Nel bellissimo anno 1787, per quanto riguarda la musica, nel mese di agosto Eine kleine Nachtmusik, in ottobre Don Giovanni, in novembre, il ventisette novembre, arriva Theresia Maria, nel febbraio del 1788 il Concerto per pianoforte e orchestra Dell’Incoronazione, a fine giugno la Sinfonia in Mi bemolle maggiore detta “il canto del cigno” e, a poche ore di distanza, anche Theresia Maria si leva nel volo senza ritorno, lasciando al padre tempo, voglia e ispirazione di comporre, tra il luglio e l’agosto di questo 1788, la Sinfonia in sol minore e la Jupiter. Sette, sono stati i mesi della speranza di vedere vivere la bambina... tanti, in confronto con il 16 novembre 1789, allorché in Casa Mozart Anna Maria appare e sparisce in sole ventiquattro ore, mentre è in pieno svolgimento la stesura di due atti di un dramma giocoso suggerito dall’Imperatore Giuseppe II, il Così fan tutte e il 26 luglio del 1791 arriva Franz Xaver. Ave Verum Corpus, Flauto Magico, La clemenza di Tito, il Concerto per clarinetto e orchestra, il Requiem, con il noto intervento postumo di Franz Xaver Süssmayr, dopo l’ottava battuta del Lacrimosa.

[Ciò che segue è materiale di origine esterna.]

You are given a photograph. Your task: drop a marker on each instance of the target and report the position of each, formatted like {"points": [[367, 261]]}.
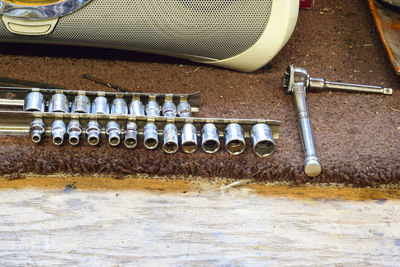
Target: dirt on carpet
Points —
{"points": [[357, 136]]}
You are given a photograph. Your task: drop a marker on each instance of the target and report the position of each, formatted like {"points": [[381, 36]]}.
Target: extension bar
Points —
{"points": [[17, 122], [15, 96]]}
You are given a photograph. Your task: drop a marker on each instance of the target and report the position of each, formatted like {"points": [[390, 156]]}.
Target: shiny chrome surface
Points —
{"points": [[235, 143], [59, 103], [93, 132], [136, 108], [169, 109], [37, 128], [119, 106], [184, 109], [209, 138], [170, 137], [312, 166], [41, 12], [100, 106], [113, 131], [152, 108], [34, 101], [58, 131], [300, 75], [262, 140], [189, 138], [131, 135], [74, 130], [81, 104], [150, 135]]}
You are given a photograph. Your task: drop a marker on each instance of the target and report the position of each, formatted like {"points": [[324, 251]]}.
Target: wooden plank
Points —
{"points": [[62, 224], [387, 22]]}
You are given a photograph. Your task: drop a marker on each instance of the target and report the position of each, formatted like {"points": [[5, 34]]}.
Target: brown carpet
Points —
{"points": [[357, 135]]}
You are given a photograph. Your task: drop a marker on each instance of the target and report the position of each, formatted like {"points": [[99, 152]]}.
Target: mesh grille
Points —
{"points": [[209, 28]]}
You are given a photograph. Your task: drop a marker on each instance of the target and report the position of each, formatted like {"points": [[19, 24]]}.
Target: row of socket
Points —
{"points": [[59, 103], [261, 136]]}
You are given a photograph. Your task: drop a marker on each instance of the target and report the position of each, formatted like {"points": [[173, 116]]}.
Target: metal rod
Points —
{"points": [[312, 166]]}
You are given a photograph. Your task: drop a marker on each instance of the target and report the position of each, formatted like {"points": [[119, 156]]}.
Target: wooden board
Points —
{"points": [[388, 24], [73, 222]]}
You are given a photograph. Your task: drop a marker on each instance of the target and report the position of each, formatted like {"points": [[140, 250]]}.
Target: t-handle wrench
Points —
{"points": [[312, 167], [320, 84], [297, 82]]}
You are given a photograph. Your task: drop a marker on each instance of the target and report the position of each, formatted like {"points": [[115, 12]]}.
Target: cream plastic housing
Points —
{"points": [[281, 24]]}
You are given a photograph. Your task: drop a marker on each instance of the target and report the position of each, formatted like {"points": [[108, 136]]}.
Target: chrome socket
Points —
{"points": [[113, 131], [58, 131], [34, 101], [131, 135], [235, 143], [150, 135], [184, 109], [262, 140], [59, 103], [136, 108], [81, 104], [152, 108], [119, 107], [169, 109], [74, 130], [93, 131], [37, 128], [100, 106], [209, 138], [189, 138], [170, 135]]}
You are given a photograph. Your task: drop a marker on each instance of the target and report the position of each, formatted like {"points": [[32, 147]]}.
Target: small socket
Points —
{"points": [[131, 135], [74, 130], [170, 136], [209, 138], [100, 106], [152, 108], [150, 135], [235, 143], [81, 104], [37, 128], [58, 131], [184, 109], [59, 103], [93, 131], [113, 131], [189, 138], [34, 101], [136, 108], [169, 109]]}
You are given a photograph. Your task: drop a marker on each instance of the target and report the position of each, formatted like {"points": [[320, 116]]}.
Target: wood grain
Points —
{"points": [[51, 227]]}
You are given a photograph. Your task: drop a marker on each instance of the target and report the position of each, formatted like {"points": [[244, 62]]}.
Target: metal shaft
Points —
{"points": [[319, 83], [312, 167]]}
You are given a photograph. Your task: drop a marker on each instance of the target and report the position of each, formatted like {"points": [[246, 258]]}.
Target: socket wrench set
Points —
{"points": [[128, 118]]}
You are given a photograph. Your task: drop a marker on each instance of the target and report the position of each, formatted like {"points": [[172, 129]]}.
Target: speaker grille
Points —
{"points": [[209, 28]]}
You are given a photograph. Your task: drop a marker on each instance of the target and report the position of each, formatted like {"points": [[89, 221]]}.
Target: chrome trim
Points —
{"points": [[41, 12]]}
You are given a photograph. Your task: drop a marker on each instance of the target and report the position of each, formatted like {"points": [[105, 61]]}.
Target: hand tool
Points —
{"points": [[297, 81]]}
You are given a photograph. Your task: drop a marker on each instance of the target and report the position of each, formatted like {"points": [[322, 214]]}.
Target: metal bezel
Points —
{"points": [[41, 12]]}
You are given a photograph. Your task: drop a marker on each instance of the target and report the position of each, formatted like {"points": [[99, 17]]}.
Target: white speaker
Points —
{"points": [[238, 34]]}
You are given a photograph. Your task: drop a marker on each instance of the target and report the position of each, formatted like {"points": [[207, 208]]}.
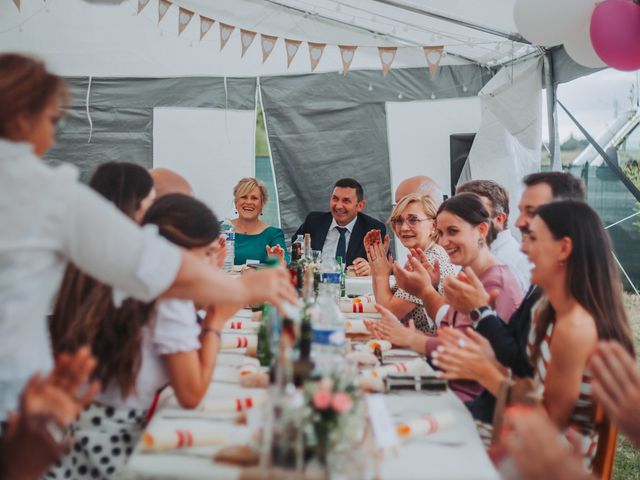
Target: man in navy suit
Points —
{"points": [[341, 231]]}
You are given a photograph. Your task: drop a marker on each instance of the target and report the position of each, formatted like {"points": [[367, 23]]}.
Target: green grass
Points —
{"points": [[627, 464]]}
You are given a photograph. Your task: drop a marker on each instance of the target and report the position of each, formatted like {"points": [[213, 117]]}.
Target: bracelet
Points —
{"points": [[206, 330]]}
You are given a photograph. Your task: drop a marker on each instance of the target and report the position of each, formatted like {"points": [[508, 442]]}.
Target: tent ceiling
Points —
{"points": [[377, 23]]}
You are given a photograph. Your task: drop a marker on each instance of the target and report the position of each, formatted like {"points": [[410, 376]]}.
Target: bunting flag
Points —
{"points": [[387, 56], [163, 7], [292, 47], [184, 17], [434, 57], [315, 53], [205, 25], [268, 42], [347, 52], [225, 33], [246, 39], [141, 4]]}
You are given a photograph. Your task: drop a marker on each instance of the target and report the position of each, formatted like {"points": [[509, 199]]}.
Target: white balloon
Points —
{"points": [[580, 48], [549, 22]]}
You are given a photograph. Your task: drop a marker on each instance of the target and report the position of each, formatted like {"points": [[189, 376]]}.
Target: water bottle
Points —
{"points": [[330, 273], [328, 332], [230, 236], [343, 277]]}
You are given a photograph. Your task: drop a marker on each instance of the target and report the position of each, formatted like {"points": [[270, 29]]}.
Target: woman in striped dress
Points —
{"points": [[582, 304]]}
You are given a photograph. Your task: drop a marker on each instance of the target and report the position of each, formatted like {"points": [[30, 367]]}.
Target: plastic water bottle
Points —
{"points": [[328, 332], [230, 236], [330, 273]]}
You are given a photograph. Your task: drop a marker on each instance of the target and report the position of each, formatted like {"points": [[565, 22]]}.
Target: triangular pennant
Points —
{"points": [[315, 53], [163, 7], [387, 56], [225, 34], [141, 4], [347, 52], [268, 42], [205, 25], [246, 39], [292, 48], [434, 57], [184, 17]]}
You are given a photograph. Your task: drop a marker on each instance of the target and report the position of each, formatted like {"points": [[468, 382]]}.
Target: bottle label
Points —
{"points": [[331, 278], [328, 336]]}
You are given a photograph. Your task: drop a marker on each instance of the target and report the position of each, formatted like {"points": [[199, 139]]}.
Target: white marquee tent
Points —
{"points": [[157, 82]]}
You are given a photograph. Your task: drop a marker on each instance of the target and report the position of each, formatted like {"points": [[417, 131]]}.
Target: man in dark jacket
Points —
{"points": [[341, 231], [509, 340]]}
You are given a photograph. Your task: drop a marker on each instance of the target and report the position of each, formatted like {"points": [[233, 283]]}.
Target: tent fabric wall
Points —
{"points": [[121, 115], [323, 127], [507, 146]]}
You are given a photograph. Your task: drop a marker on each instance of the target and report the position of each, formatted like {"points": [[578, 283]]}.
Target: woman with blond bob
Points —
{"points": [[255, 240], [412, 220]]}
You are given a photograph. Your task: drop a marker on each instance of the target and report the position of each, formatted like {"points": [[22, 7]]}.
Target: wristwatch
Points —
{"points": [[479, 313]]}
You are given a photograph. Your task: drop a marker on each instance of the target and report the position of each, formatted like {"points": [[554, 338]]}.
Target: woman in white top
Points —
{"points": [[49, 218], [412, 221], [141, 347], [130, 188]]}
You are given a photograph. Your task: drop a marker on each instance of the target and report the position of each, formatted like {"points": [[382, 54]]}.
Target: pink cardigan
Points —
{"points": [[498, 277]]}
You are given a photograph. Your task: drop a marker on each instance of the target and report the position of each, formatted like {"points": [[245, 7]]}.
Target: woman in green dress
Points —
{"points": [[255, 240]]}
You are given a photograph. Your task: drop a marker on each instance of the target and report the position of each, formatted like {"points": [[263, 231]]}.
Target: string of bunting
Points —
{"points": [[433, 54]]}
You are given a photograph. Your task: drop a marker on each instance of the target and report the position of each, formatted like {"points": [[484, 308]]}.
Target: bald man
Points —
{"points": [[167, 181], [421, 184]]}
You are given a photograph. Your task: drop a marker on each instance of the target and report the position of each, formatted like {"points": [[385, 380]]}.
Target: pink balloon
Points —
{"points": [[615, 33]]}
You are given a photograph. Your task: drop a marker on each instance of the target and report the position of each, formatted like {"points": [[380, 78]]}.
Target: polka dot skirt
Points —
{"points": [[104, 438]]}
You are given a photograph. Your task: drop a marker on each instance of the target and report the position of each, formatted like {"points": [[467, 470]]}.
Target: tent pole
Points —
{"points": [[552, 114], [613, 165]]}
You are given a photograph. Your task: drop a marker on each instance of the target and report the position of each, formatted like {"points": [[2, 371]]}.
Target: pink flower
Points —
{"points": [[326, 384], [341, 402], [322, 399]]}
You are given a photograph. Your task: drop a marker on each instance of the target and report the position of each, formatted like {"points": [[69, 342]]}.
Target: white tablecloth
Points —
{"points": [[456, 453]]}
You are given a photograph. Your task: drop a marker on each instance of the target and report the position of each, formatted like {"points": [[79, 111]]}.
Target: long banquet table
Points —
{"points": [[455, 453]]}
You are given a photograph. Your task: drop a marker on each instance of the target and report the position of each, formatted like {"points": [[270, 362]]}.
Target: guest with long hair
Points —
{"points": [[465, 231], [581, 304], [130, 188], [141, 347], [412, 220]]}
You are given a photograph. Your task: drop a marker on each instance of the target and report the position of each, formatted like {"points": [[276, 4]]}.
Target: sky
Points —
{"points": [[592, 100]]}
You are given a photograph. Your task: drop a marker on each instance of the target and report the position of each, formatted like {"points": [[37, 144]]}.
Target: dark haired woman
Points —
{"points": [[582, 304], [142, 347], [130, 188], [48, 218], [464, 228]]}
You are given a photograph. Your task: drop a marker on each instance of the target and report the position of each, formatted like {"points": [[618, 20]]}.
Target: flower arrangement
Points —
{"points": [[330, 402]]}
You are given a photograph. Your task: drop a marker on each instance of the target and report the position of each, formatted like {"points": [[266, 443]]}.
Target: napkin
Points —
{"points": [[363, 304], [249, 365], [159, 439], [230, 342], [414, 367], [229, 405], [384, 345], [235, 324], [355, 326], [432, 423]]}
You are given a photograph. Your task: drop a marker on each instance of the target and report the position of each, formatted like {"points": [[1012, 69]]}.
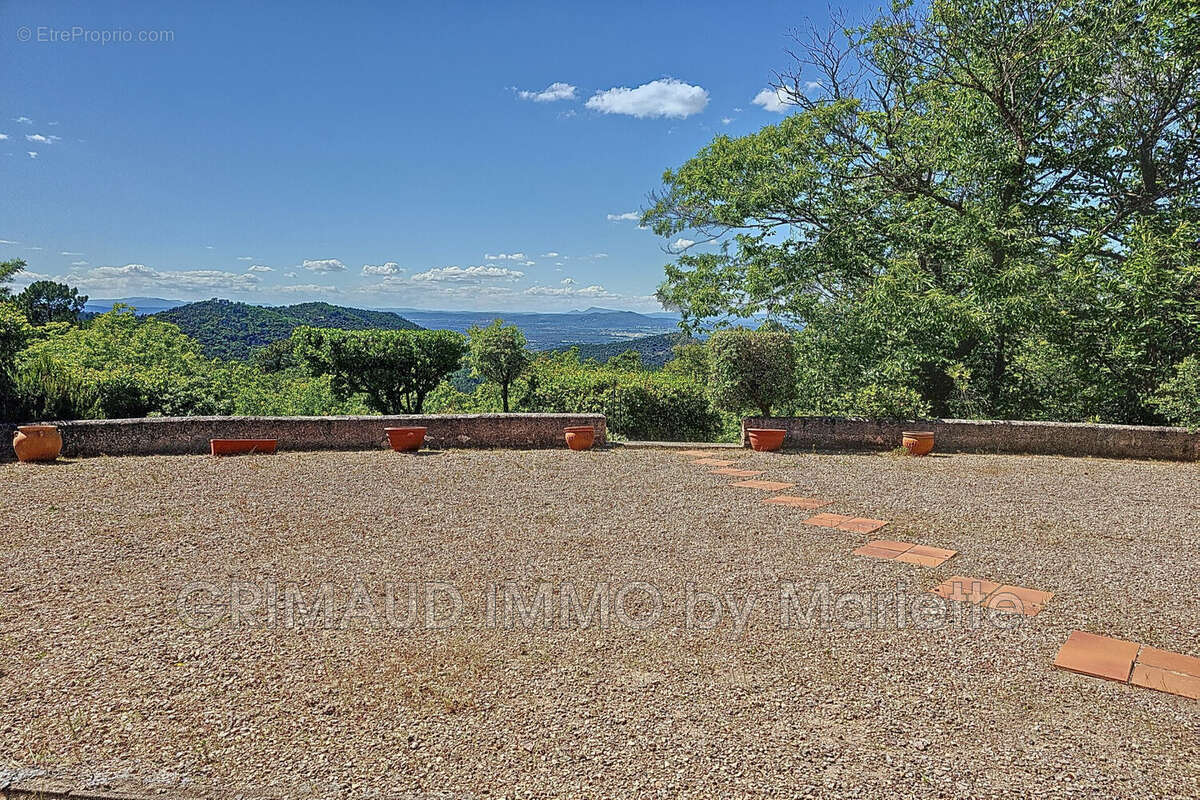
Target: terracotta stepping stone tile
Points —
{"points": [[1019, 599], [876, 552], [1097, 655], [1164, 680], [972, 590], [771, 486], [862, 525], [925, 555], [797, 503], [827, 519], [1171, 661], [894, 547], [905, 552]]}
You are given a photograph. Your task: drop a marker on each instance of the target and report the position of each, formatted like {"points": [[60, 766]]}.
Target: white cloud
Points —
{"points": [[387, 268], [324, 265], [469, 275], [139, 276], [307, 288], [592, 293], [665, 97], [552, 92], [773, 100]]}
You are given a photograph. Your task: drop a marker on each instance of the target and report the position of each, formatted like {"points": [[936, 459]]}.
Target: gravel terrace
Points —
{"points": [[113, 677]]}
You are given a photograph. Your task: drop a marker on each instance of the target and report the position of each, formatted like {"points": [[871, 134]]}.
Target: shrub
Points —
{"points": [[498, 354], [1179, 397], [883, 402], [393, 370], [753, 370], [639, 404]]}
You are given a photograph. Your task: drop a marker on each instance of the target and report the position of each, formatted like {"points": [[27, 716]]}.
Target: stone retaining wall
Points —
{"points": [[191, 434], [988, 437]]}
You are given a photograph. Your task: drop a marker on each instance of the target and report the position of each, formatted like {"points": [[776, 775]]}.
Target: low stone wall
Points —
{"points": [[191, 434], [988, 435]]}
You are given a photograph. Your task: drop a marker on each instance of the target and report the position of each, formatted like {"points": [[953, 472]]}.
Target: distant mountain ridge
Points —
{"points": [[232, 330], [654, 350], [141, 305], [552, 331]]}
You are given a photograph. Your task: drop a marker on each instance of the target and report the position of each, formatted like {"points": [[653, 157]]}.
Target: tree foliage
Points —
{"points": [[393, 370], [989, 203], [7, 271], [498, 353], [753, 370], [47, 301], [117, 366]]}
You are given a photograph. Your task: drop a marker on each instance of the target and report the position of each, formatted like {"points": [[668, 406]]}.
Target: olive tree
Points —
{"points": [[393, 370], [753, 370], [498, 353]]}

L’attenzione di un mondo, non solo musicale per Mozart, ha frugato anche tra le pieghe della sua sessualità, del suo stato di salute, del suo essere “animale politico” (filosoficamente inteso), del suo sforzo di conciliare caparbiamente libertà d’espressione artistica con riscontri economici adeguati, restando comunque sempre e senza soluzioni agli interrogativi se non per riconfluire fatalmente nella ripetitiva e assolutoria definizione di “GENIO”. La inconfutabile eccezionalità musicale mozartiana fa perennemente valere, e chissà per quanto tempo futuro ancora, il paragone terreno di ritenerla pari al Monte Everest, la cima più alta del mondo. Certo e non sarebbe tale se tutto attorno alla punta innevata più vicina al cielo, non facessero corona le cime di altrettante realtà del pentagramma, attestate su altre catene montuose orograficamente più modeste ma musicalmente altrettanto geniali, splendidamente geniali.
Tanta vertigine provocata dalle analisi e dal godimento della creatività del salisburghese può aver fatto trascurare l’aspetto umano “dovuto” a chi, come un Mozart, ha così tanto dato all’umanità.
Vogliamo, perciò, amare il nostro Wolfi un pochino di più?